An individual has no choice. You can't do much about the politics because everyone seems to have taken sides and dug their heels in, regardless of the merits or the fake news. Nobody sees the absurdity of being in favour of or against the 2014 messiah: if there's one thing history teaches us, it is that political leadership is futile and failure inevitable.


We are kept collectively impotent by events like the protest march on Friday, in support of a 28-year-old man in Kathua, J&K, who kept and eight-year-old girl hostage, and then raped and killed her. The police have got his confession, but that didn't stop a gang of right-wing baboons from throwing their weight behind him, simply because he is a Hindu and she was not. (Contrast that with Pakistan, where the 24-year-old man who raped and murdered seven-year-old Zainab was given four death sentences, presumably in case one got commuted.)

Worse, the J&K chief minister publicly attacked the protesters, but not over their communal hatred; she chose the safe option of lambasting them for desecrating the national flag. If you're a Muslim in today's India, you need oblique strategies to merely voice your anguish.

What about us mere mortals: if we say anything, a kindred right-wing gang will turn up at your door. The police won't help you because the chief minister is from the BJP; and in any case, the police, on the whole, prefer an authoritarian approach to social management. And the neighbours? Well, our current rulers have facilitated society's sinking to its lowest economic denominator.

The economic lethargy wouldn't matter so much but for the chutzpah of our scamsters. That jeweller Nirav Modi was photographed with Prime Minister Narendra Modi is unsurprising, for the more things change, the more they remain the same. All one can do is LOL along with the Twitterverse as new memes pop up, including the photoshopped poster of the movie Bade Miyan, Chhote Miyan, with the words modified to, yes, you guessed it.

While driving through Khar, I spotted a hoarding with a beaming Priyanka Chopra, in an ad modelling for Nirav's diamond jewellery. Even she was photographed with the PM in Betlin last summer; perhaps, she really was doing her job as Nirav's global ambassador (regardless of what the catty word in Bollywood may be). You have to hand it to her: as soon as the Punjab National Bank scam broke out, she announced she would sue Nirav for non-payment of dues.
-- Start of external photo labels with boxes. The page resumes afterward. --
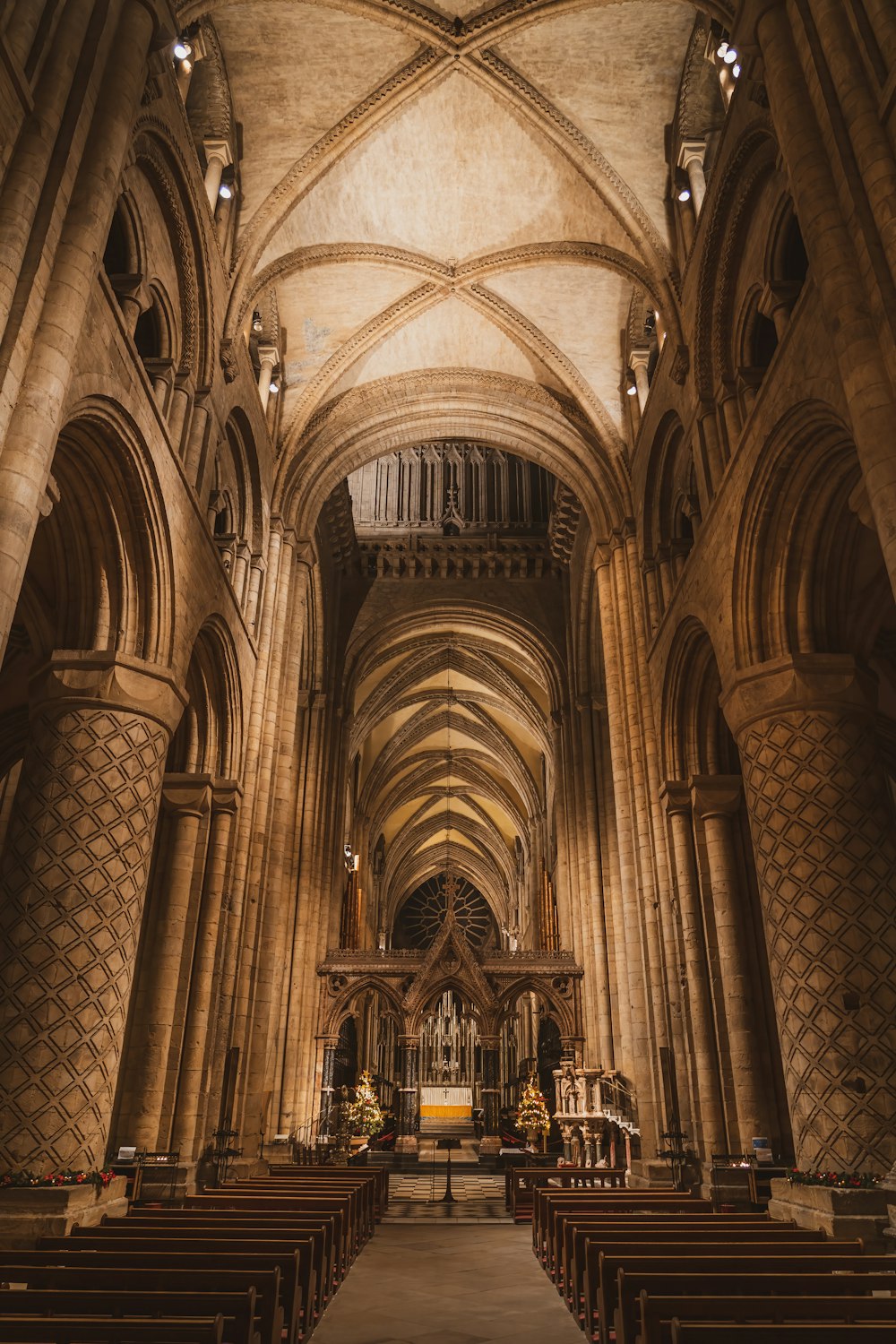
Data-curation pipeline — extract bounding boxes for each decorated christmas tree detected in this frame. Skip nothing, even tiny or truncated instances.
[348,1069,383,1139]
[516,1074,551,1134]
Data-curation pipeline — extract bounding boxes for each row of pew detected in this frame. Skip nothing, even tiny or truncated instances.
[532,1185,896,1344]
[504,1166,626,1223]
[0,1167,388,1344]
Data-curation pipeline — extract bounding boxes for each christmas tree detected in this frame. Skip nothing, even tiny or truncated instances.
[348,1069,383,1139]
[516,1074,551,1134]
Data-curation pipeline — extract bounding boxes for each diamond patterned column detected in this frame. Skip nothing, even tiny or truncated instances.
[0,653,183,1171]
[723,655,896,1171]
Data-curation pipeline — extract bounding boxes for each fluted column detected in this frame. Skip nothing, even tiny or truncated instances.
[395,1037,420,1153]
[0,653,183,1171]
[664,781,731,1159]
[170,780,240,1159]
[691,776,772,1152]
[116,776,211,1150]
[317,1037,339,1139]
[723,655,896,1172]
[479,1037,501,1153]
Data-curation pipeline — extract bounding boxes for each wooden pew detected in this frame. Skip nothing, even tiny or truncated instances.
[557,1214,825,1314]
[642,1289,896,1344]
[0,1316,224,1344]
[254,1163,390,1218]
[672,1322,893,1344]
[504,1167,626,1222]
[584,1241,884,1344]
[38,1228,321,1333]
[546,1210,784,1296]
[214,1179,376,1246]
[532,1187,712,1265]
[183,1190,365,1257]
[0,1282,261,1344]
[616,1274,896,1344]
[0,1236,305,1344]
[106,1209,340,1300]
[0,1252,283,1344]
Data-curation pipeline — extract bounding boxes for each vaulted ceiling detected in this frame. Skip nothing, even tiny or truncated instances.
[180,0,727,921]
[187,0,721,468]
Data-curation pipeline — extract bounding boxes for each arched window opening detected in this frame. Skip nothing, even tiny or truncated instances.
[134,303,162,363]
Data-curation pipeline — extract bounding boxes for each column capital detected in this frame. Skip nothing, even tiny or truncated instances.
[719,653,874,737]
[691,774,743,822]
[161,774,212,817]
[659,780,691,816]
[30,650,186,733]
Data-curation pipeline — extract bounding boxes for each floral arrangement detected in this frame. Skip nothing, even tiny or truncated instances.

To paraphrase an old saying: When the going gets hot, the hot get going.

One Bollywood star I happened to gawk at gave me a class on the power of controversy. He claimed that Padmaavat got R600 crore of free publicity due to the controversy (again, a misplaced one by some right-wing boneheads). No, a financier said, it was R900 crore - and he tallied the number of hours of TV coverage, news space, radio discussions, blogs, etc, to prove his accounting. They agreed that the film was mediocre and that had it been decent, the box office take would have easily doubled. (It was near Rs 250 crore last week.) It is disconcerting to not hear about the anxiety and tension that this controversy produced, but how did that matter in the larger scheme of things? It is fashionable to give gyaan, that lunatic right-wing groups like the Karni Sena and the Hindu Ekta Manch are just Indian manifestations of the global response to the existential crisis caused by the defeat of the individual. But if capitalism has triumphed, then these groups are not helping the individual - they are only sealing her fate.

In a way, it is then a good time to try a different career. If I get crowded out due to my age and lack of ruthless ambition, it just means that all industries are the same. It's worth a try, and it makes sense since entertainment is a recession-proof industry. And it's far more fun to watch the politics on the sets, than to watch it on the national stage.